I was happy to do it, it was what I had wanted, longed for, ached for, for so many years. But being a Mom is hard. There were definitely times when I questioned if had made a mistake. If I was crazy for wanting this. If I was good enough. If I could handle it.

I still have those thoughts sometimes, nearly 4 years later and pregnant with our second. They’re normal. It doesn’t matter what it is, when you make a drastic change in your life, you’re going to have moments of doubt, of regret, of despair, especially when it gets hard. And even when it’s easy, you can still miss the way things were before at times. Being a Mom is hard, but when it comes down to it, I absolutely would not go back and not become a Mother if I had the chance. That doesn’t mean I don’t have moments I question whether that’s true. We all fantasize about things being different than they are at times. And that’s okay. It doesn’t make you any less of a Mother. It doesn’t make you wrong or crazy. It makes you Human.

So go ahead, cry. Cry and scream and make plans to run away. Think out the details. Think about the greasy diner you’ll work double shifts in, in some tiny,  backwater little town where no one knows you. Think about how you’ll go to night school and get a law degree and become a rich, successful lawyer, all on your own. Think about all of that and more.

Then, after you’ve had your fill of fantasy,  come back to reality. Think about getting through the day without having to change your spit-up covered shirt more than three times. Think about how, tomorrow, Baby might take her first step. Think about next weekend, when your Husband surprises you by changing a diaper without being asked. Think about 10 years from now, when your Child surprises you by doing something you didn’t think a 10 year old could do. Think about seeing your Child driving for the first time, getting married, having her own Children. Think about her calling you in the middle of the night, crying because she is having all of the same thoughts that you are having right now. Think about telling her that she’s okay. Think about telling her that it’s normal, that being a mom is hard.  Think about how you will tell her that you thought and felt it all yourself, and you got through it. Think about how you will tell her how much you love her,  and how you wouldn’t change any of it for the world.

Being a Mom is hard, even when it’s easy. There is no job in this world that is more difficult or rewarding. So be happy when you can. And let yourself be miserable without feeling guilty about it when you need to. It’s okay. I promise.

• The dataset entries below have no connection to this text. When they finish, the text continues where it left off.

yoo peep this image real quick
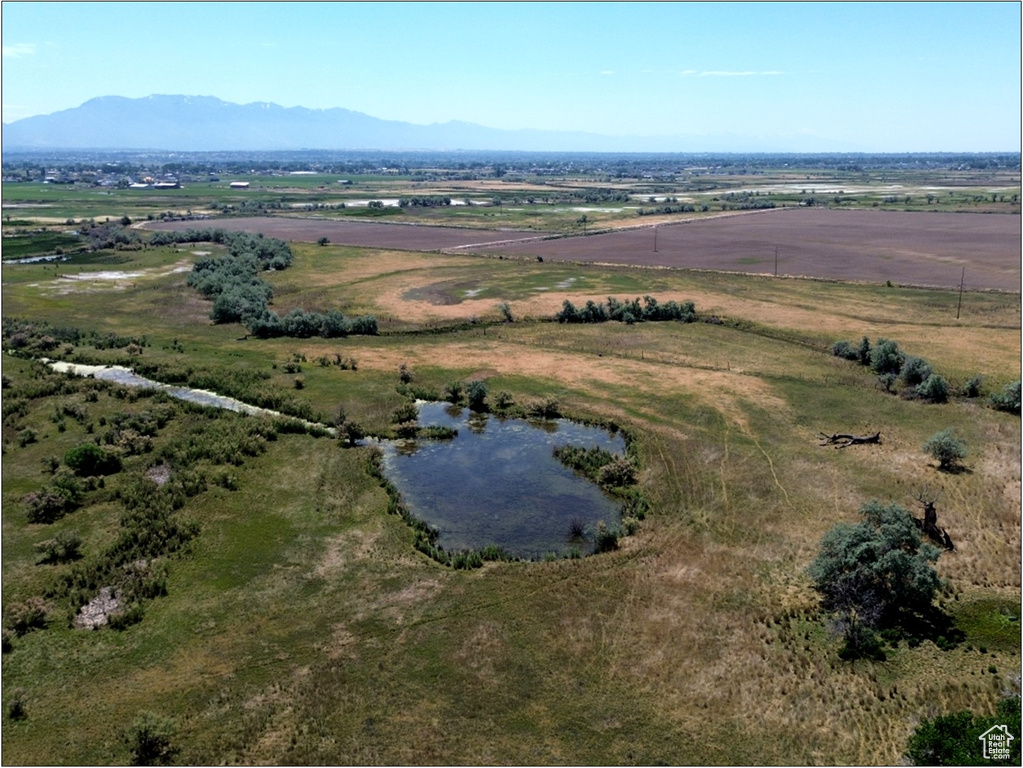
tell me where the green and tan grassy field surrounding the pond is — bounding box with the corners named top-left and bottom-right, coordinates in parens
top-left (2, 191), bottom-right (1021, 765)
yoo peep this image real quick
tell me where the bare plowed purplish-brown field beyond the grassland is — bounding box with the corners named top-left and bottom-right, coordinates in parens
top-left (149, 209), bottom-right (1021, 291)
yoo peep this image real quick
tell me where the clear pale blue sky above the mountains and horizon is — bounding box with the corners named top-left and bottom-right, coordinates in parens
top-left (2, 2), bottom-right (1021, 151)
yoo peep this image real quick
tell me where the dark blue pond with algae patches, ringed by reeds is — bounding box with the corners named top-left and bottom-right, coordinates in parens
top-left (381, 403), bottom-right (625, 559)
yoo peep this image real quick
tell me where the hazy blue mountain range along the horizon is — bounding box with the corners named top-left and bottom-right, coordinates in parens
top-left (3, 96), bottom-right (844, 151)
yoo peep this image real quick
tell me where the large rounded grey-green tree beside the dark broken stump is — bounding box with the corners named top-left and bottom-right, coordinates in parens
top-left (807, 501), bottom-right (941, 648)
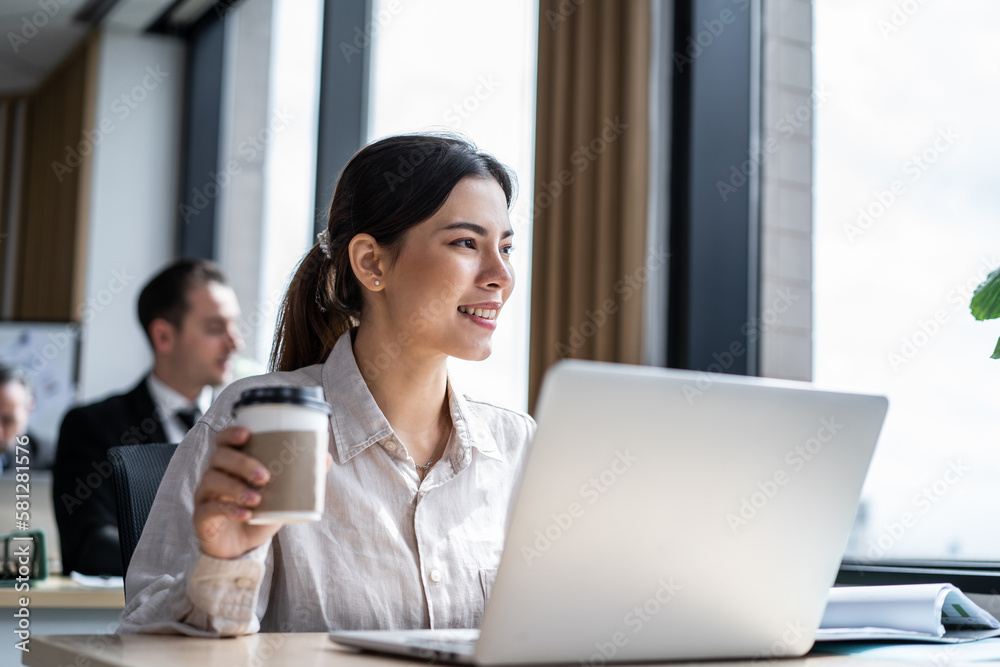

For free resources when you need someone to talk to, you can dial 211 for the United Way (within the US), which can connect you with local free or low-cost mental health resources or even just for someone to listen to you. 
If you or someone you know shows signs of suicidal thoughts, please contact the National Suicide Hotline at 1-800-273-TALK (8255) from within the US, or visit https://suicidepreventionlifeline.org/
 Even if you don’t feel that you are at immediate risk of suicide, they can also help connect you to local free or low-cost mental health resources.